Do ponto de vista visual e da transformação da cidade e devolução de espaços aos leirienses, o Polis é incontornável. Mas há um trabalho que tem sido feito lentamente e que começou por volta dos anos 80 do século XX, com a constituição do primeiro Gabinete Técnico Local no município, coordenado pelo arquitecto José Charters Monteiro, que foi evoluindo e, com maior ou menor intensidades, foi produzindo efeitos sistemáticos. Hoje, o centro histórico de Leiria não é o mesmo de há 40 anos. É evidente que este trabalho de recuperação de edifícios, depois apoiado pela constituição do Gabinete de Reabilitação Urbana e pelo trabalho que a minha colega Vitória Mendes desenvolveu, acompanhando a transformação do centro histórico, é muito importante. E, claro, há obras de regime. Algumas nascem num regime e acabam noutro, como o estádio. O estádio de Leiria seria escusado, se não houvesse a doença do futebol. Na época, penso que, dos políticos no activo, apenas Tomás Oliveira Dias se manifestou publicamente contra nos jornais. E é um homem do PSD. A candidatura ao Euro começou no tempo do engenheiro Lemos Proença e todos os partidos, concordaram que se fizesse na fase de candidatura, muito antes de 2004, mas quando foi preciso criar um modelo económico para a execução daquilo, não chegaram a acordo. A ideia de, mais tarde, criticar a presidente em exercício, Isabel Damasceno, por ter avançado com o projecto…. Se ela não o tivesse feito, é que a teriam crucificado! O estádio é uma obra com demasiada dimensão para aquele local. O anterior, projectado por Roberto Charters, nos anos 50, com as bancadas “agarradas ao terreno”, tinha a dimensão adequada, porém, era necessário acolher 30 mil espectadores, devido às exigências da indústria do espectáculo – aquilo é indústria, não é desporto!…. Até percebo que tenham escolhido aquele local, atendendo ao que se passa em Aveiro, que escolheu criar um estádio fora da cidade. Foi exigência de Isabel Damasceno manter a pista de atletismo, quando a quiseram tirar, para estarem com os olhos em cima da bola. Isso permitiu fazer campeonatos de atletismo, que são uma mais-valia. Não conheço o processo em detalhe, mas, em traços largos, a ideia que tenho foi que toda a gente queria o estádio, mas quando foi preciso pagá-lo, já não o queriam. Agora há que rentabilizá-lo e resolver o problema do topo norte,
O que gostaria de lá ver feito?
Acompanhei o projecto que estava a ser desenvolvido por Pedro Cordeiro, para acolher um “ninho” de alta tecnologia e sinto que, de facto, o que é preciso é dar vida e função aquilo.
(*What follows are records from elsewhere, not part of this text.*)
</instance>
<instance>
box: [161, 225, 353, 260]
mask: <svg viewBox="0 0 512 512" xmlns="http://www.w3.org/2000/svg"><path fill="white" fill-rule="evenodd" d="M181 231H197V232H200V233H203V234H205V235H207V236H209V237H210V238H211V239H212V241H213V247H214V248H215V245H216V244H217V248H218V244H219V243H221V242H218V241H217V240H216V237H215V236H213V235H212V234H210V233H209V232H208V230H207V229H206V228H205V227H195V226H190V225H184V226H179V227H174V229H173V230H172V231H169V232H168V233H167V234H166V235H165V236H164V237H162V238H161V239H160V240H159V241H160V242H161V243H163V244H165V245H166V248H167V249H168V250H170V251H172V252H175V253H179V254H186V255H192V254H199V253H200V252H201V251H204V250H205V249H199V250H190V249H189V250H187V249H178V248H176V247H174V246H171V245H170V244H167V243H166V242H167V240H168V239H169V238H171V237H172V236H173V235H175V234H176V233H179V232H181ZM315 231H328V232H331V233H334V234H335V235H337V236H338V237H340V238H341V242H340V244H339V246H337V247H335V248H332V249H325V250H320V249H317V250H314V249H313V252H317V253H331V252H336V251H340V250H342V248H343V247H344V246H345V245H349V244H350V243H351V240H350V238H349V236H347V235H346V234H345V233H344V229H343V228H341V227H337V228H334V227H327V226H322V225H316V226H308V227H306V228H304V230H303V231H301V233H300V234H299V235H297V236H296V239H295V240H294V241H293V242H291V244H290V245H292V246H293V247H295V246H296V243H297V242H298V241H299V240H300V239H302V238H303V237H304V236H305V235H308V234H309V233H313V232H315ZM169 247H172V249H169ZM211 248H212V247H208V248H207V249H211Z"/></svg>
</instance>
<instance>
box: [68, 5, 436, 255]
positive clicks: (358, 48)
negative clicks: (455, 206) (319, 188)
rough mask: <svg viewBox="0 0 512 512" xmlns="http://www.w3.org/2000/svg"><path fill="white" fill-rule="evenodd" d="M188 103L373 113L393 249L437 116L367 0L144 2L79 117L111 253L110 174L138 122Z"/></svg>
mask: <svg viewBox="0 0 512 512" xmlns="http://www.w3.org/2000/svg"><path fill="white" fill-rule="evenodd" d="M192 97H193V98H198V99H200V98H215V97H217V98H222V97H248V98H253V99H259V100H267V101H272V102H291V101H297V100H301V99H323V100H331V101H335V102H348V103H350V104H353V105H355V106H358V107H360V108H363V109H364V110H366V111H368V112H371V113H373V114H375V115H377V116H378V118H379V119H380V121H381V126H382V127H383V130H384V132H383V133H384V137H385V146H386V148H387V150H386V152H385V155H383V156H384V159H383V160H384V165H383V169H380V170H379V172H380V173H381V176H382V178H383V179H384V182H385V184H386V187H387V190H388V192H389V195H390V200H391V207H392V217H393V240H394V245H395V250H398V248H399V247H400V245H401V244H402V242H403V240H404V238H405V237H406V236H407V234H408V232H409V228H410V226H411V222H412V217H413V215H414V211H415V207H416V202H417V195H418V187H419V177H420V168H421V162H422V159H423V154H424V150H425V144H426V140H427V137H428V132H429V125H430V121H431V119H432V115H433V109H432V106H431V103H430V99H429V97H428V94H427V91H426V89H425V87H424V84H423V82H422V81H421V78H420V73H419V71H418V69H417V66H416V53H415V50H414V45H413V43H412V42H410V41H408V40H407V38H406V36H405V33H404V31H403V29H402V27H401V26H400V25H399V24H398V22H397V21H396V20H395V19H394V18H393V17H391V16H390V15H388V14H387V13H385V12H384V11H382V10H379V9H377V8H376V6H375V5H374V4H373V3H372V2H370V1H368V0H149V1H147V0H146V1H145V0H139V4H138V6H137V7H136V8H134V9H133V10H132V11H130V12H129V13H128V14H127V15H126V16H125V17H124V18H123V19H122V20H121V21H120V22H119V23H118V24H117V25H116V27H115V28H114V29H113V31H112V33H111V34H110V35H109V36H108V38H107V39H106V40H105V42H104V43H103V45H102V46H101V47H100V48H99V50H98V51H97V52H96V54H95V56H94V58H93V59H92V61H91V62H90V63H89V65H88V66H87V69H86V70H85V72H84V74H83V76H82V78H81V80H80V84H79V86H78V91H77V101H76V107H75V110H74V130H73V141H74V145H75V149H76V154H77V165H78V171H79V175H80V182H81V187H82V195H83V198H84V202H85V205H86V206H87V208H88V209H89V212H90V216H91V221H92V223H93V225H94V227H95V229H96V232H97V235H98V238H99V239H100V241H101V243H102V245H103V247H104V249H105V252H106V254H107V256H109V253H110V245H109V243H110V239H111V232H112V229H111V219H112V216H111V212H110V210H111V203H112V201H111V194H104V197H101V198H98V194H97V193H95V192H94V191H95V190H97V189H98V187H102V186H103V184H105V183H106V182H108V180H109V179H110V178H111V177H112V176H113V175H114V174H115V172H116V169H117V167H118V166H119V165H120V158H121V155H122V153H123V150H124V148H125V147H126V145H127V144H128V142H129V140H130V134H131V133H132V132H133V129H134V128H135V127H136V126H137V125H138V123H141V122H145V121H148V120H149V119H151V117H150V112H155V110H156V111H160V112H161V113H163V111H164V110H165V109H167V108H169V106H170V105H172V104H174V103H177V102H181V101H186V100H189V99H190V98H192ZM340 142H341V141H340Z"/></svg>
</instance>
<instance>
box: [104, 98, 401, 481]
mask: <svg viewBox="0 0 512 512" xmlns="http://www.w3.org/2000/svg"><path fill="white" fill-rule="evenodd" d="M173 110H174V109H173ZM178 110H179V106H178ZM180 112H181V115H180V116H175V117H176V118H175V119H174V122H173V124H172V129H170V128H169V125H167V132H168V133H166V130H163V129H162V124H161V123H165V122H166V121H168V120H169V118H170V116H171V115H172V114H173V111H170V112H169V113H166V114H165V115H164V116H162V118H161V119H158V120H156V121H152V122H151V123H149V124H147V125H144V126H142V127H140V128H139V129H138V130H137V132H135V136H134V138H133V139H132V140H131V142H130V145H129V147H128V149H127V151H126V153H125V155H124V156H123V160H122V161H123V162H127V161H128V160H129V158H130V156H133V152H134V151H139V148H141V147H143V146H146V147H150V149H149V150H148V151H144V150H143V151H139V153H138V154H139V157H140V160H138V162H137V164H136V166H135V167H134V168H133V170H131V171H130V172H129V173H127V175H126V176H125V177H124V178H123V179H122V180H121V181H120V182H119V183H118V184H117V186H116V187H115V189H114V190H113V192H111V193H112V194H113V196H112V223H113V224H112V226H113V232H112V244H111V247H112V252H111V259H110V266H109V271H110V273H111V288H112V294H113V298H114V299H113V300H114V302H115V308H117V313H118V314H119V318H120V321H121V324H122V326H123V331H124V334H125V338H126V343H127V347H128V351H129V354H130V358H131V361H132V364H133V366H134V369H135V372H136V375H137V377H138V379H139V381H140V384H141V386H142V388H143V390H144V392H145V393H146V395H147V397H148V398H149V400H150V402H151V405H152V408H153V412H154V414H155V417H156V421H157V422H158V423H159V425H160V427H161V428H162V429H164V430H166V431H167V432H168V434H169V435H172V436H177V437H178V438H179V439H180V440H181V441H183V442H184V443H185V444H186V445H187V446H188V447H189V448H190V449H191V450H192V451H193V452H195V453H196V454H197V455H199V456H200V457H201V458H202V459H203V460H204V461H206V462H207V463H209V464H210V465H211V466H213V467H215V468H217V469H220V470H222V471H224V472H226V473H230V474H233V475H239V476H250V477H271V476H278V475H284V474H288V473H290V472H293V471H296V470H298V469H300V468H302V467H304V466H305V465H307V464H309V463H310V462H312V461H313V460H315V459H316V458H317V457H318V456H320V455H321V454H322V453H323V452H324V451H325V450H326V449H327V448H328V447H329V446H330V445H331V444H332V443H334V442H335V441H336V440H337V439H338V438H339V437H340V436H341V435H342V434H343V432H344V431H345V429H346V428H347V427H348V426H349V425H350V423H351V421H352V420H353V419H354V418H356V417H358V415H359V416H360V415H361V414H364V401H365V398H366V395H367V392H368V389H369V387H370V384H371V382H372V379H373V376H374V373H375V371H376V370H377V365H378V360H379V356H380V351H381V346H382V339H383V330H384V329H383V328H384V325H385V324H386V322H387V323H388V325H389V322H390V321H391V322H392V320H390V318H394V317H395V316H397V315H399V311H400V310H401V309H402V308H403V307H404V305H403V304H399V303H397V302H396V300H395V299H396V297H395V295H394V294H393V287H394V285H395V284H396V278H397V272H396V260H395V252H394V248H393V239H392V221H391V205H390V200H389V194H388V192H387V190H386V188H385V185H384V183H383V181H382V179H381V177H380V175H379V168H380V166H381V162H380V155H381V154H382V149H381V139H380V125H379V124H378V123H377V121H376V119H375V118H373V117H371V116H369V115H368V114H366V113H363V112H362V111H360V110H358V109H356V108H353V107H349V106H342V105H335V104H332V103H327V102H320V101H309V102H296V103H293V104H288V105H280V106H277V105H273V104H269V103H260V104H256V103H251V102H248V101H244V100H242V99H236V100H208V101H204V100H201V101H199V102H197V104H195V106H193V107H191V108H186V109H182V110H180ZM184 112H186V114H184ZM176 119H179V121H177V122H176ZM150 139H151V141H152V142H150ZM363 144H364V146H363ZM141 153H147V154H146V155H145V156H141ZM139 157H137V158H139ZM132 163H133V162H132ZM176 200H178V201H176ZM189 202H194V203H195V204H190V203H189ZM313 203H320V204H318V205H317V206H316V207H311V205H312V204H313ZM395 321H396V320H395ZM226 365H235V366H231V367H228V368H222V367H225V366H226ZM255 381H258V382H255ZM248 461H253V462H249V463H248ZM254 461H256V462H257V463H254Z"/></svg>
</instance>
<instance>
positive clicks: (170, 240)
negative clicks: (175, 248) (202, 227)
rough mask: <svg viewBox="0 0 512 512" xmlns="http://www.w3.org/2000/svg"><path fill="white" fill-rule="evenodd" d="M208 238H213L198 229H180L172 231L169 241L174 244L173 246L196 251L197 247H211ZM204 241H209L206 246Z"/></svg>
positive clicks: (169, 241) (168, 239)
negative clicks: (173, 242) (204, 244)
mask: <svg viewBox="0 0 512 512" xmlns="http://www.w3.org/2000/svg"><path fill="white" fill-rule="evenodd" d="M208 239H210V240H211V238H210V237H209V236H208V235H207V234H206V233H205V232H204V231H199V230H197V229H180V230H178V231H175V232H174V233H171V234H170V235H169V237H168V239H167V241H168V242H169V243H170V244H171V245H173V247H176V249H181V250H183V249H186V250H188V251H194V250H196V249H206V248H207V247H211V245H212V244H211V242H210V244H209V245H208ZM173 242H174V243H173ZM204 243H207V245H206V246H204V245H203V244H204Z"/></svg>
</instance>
Que avaliação faz do urbanismo de Leiria?
O urbanismo de Leiria é o possível. Desde 1965, quando saiu a Lei dos Loteamentos, que o Estado entregou a construção das cidades aos privados e demitiu-se da função. Nos anos 60, 70, 80, o loteamento tornou-se a base da construção da cidade. Cada proprietário faz no seu terreno aquilo que lhe interessa, de acordo com a majoração possível para as mais-valias que obterá. Isto é completamente diferente do que acontece na Alemanha. Ali, a mais-valia resultante da transformação do solo rústico em urbano, não é para os bolsos dos privados, é para o Estado, ou seja, para todos nós! Aos proprietários, é pago o valor do terreno. Apenas em Évora acontecia o mesmo. Era o município que promovia, adquiria os terrenos, fazia as urbanizações e vendia os lotes. O desenho da cidade, a planificação das ruas, a ligação entre elas, a localização dos equipamentos e toda a concepção urbanística eram do município. Deixaram de o fazer porque os proprietários e os empresários da construção eram contra. Cheguei a dizer ao vereador do Urbanismo de Évora, que deveria fazer uma parceria com Leiria. Aqui a construção da cidade é 100% privada e lá era 100% municipal. Não tem de ser exclusivamente uma coisa ou outra, mas o Estado não pode fazer o que fez no resto do País. Apesar de ir criando instrumentos de ordenamento do território, como planos de urbanização ou de pormenor, torna-se difícil controlar e ter eficácia no desenvolvimento da cidade. Na exposição “Leiria Tamanho e Desenho”, que está em exposição no Museu de Leiria, de que sou seu comissário, faço um apanhado do conhecimento que fui reunindo acerca da história urbana de Leiria e, através de mapas, explico o que aconteceu desde a sua fundação. Há lá um painel, com quase todos os nomes das urbanizações. São todos de quintas. Quinta do Alçada, Quinta do Bispo, Quinta de Santo António, Quinta do Seixal, Quinta de São Venâncio, Quinta de Vale de Lobos, Quinta dos Maristas, Quinta de Santa Clara… o que aconteceu? À volta de Leiria, até aos anos 60, havia quintas e casais, que se foram transformando em urbanizações! Toda a toponímia da cidade resulta da transformação de terreno que o proprietário urbanizou ou que vendeu a alguém que ali investiu, grande parte das vezes, com capital vindo da emigração. Gente que foi trabalhar para a França e Alemanha e que regressou com pecúlio razoável para fazer investimentos.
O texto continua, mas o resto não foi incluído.